Migrating from 1.x to 2.0

file_re 2.0 is a breaking release. The goal was to align with re as closely as a streaming file regex library reasonably can, and to remove mode keywords that had become redundant. This guide walks through each behavior change and shows the mechanical migration for existing call sites.

If you are adopting 2.0, read this guide top to bottom. Most of the changes are a rename or a default.

Minimum Python 3.9

file_re 2.0 drops support for Python 3.8. CPython 3.9 through 3.13 are supported, and wheels are published for each. If you are still on 3.8, pin file_re < 2.

multiline=True is now the default

In 1.x, multiline=True opted into loading the whole file into memory so patterns could span lines. This is now the default behavior and there is no multiline keyword.

Before (1.x):

file_re.search(r"<body>[\s\S]+</body>", path, multiline=True)

After (2.0):

file_re.search(r"<body>[\s\S]+</body>", path)

The new knob that controls memory usage is max_span_lines, which defaults to None (load the whole file). See Large files and max_span_lines for how to pick a value for streaming scans.

num_lines=N is now max_span_lines=N

The sliding-window mode has been renamed for clarity. Replace the keyword; the semantics of the N value are the same.

Before (1.x):

file_re.search(r"hi\nword", path, num_lines=2)
file_re.findall(r"hi\nworld", path, num_lines=2)

After (2.0):

file_re.search(r"hi\nword", path, max_span_lines=2)
file_re.findall(r"hi\nworld", path, max_span_lines=2)

max_span_lines=1 now explicitly selects the line-by-line streaming mode. In 1.x the “default mode” was implicitly line-by-line; in 2.0 that behavior is reached by passing max_span_lines=1 explicitly.

search() in window mode now returns the first match

1.x tried to return a “longer” match by continuing to scan for num_lines additional lines after a hit. The comparison logic was incorrect (it compared absolute end offsets rather than match length), so the behavior was effectively “usually the first match, but occasionally a later one.” 2.0 replaces this with the same contract as re.search() against the full concatenated text: the first match wins.

If you relied on 1.x returning the longest match, iterate explicitly:

from file_re import file_re

longest = max(
    file_re.finditer(r"(hi\n)+", path, max_span_lines=3),
    key=lambda m: m.end() - m.start(),
    default=None,
)

Match.groups now contains None for non-participating groups

To match re.Match, a capture group that did not participate in the match is now None in Match.groups() and Match.groupdict().
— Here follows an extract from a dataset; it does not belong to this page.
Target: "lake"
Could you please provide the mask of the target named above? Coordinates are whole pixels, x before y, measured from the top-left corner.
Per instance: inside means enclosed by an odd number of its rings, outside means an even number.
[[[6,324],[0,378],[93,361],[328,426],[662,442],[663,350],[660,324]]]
In 1.x it was the empty string "".

Before (1.x):

m = file_re.search(r"(foo)|(bar)", "foo")
m.groups()  # ('foo', '')

After (2.0):

m = file_re.search(r"(foo)|(bar)", "foo")
m.groups()  # ('foo', None)

If your code depended on the empty-string convention, the idiomatic replacement is g or "":

foo, bar = m.groups()
foo = foo or ""
bar = bar or ""

Flag changes

re.LOCALE now raises ValueError. The Rust regex crate has no locale concept, and 1.x silently ignored this flag. If you were passing it, drop it.

re.ASCII emits a UserWarning on first use, documenting that Rust’s equivalent (unicode(false)) is broader than re’s. See Flags.
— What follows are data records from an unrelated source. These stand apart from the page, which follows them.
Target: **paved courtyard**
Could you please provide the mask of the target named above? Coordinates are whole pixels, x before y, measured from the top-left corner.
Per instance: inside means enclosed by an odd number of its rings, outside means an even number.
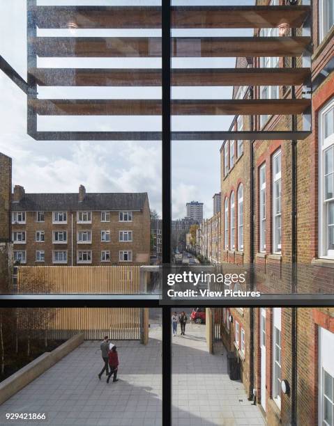
[[[241,383],[227,374],[222,348],[211,355],[205,326],[173,338],[173,426],[264,425]],[[0,406],[0,425],[160,426],[161,329],[147,346],[121,341],[119,381],[100,381],[99,342],[86,341]],[[6,413],[45,413],[45,421],[5,420]]]

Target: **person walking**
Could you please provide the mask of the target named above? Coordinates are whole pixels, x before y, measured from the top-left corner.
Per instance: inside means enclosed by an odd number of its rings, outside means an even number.
[[[101,349],[102,359],[103,360],[103,362],[105,363],[103,368],[101,370],[101,372],[100,372],[98,374],[100,380],[101,379],[101,376],[103,374],[104,371],[105,371],[106,376],[109,374],[109,365],[108,365],[109,342],[108,342],[108,340],[109,340],[108,336],[105,336],[103,342],[102,342],[101,345],[100,345],[100,349]]]
[[[176,336],[177,334],[177,315],[176,313],[174,312],[172,315],[172,325],[173,326],[173,336]]]
[[[181,325],[181,335],[184,336],[185,331],[185,324],[187,324],[188,317],[187,314],[183,310],[179,315],[179,321]]]
[[[109,373],[107,383],[109,383],[112,374],[114,374],[112,381],[118,381],[117,370],[119,369],[119,355],[116,351],[116,347],[114,345],[111,351],[109,352],[109,366],[110,367],[110,372]]]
re.DEBUG emits a UserWarning and is otherwise ignored.

All other common flags (re.IGNORECASE, re.MULTILINE, re.DOTALL, re.VERBOSE) now work as keyword arguments in addition to the inline (?i) directives that were the only supported form in 1.x.
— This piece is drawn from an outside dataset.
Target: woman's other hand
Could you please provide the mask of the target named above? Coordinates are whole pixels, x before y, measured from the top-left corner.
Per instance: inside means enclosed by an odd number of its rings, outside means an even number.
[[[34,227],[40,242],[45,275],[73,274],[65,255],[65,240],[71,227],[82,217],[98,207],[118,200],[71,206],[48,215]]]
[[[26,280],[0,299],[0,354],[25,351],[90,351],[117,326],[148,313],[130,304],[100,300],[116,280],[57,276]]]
New: finditer, match, and compile

2.0 adds three entry points that did not exist in 1.x:

  • finditer() — lazy iteration over matches. Preferred over findall for large files.

  • match() — anchored at start of file.

  • compile() — returns a Pattern for reuse across files.

import re
from file_re import file_re

pattern = file_re.compile(r"error: (\w+)", flags=re.IGNORECASE)
for log in ("a.log", "b.log", "c.log"):
    for match in pattern.finditer(log):
        handle(match)

Streaming \r\n handling

1.x’s streaming modes did not strip the trailing \r from Windows line endings, so patterns ending in $ or matching a final newline could behave differently on CRLF files. 2.0 normalizes line endings in all streaming paths. No code change is required, but results on CRLF-encoded files may shift if you previously worked around this.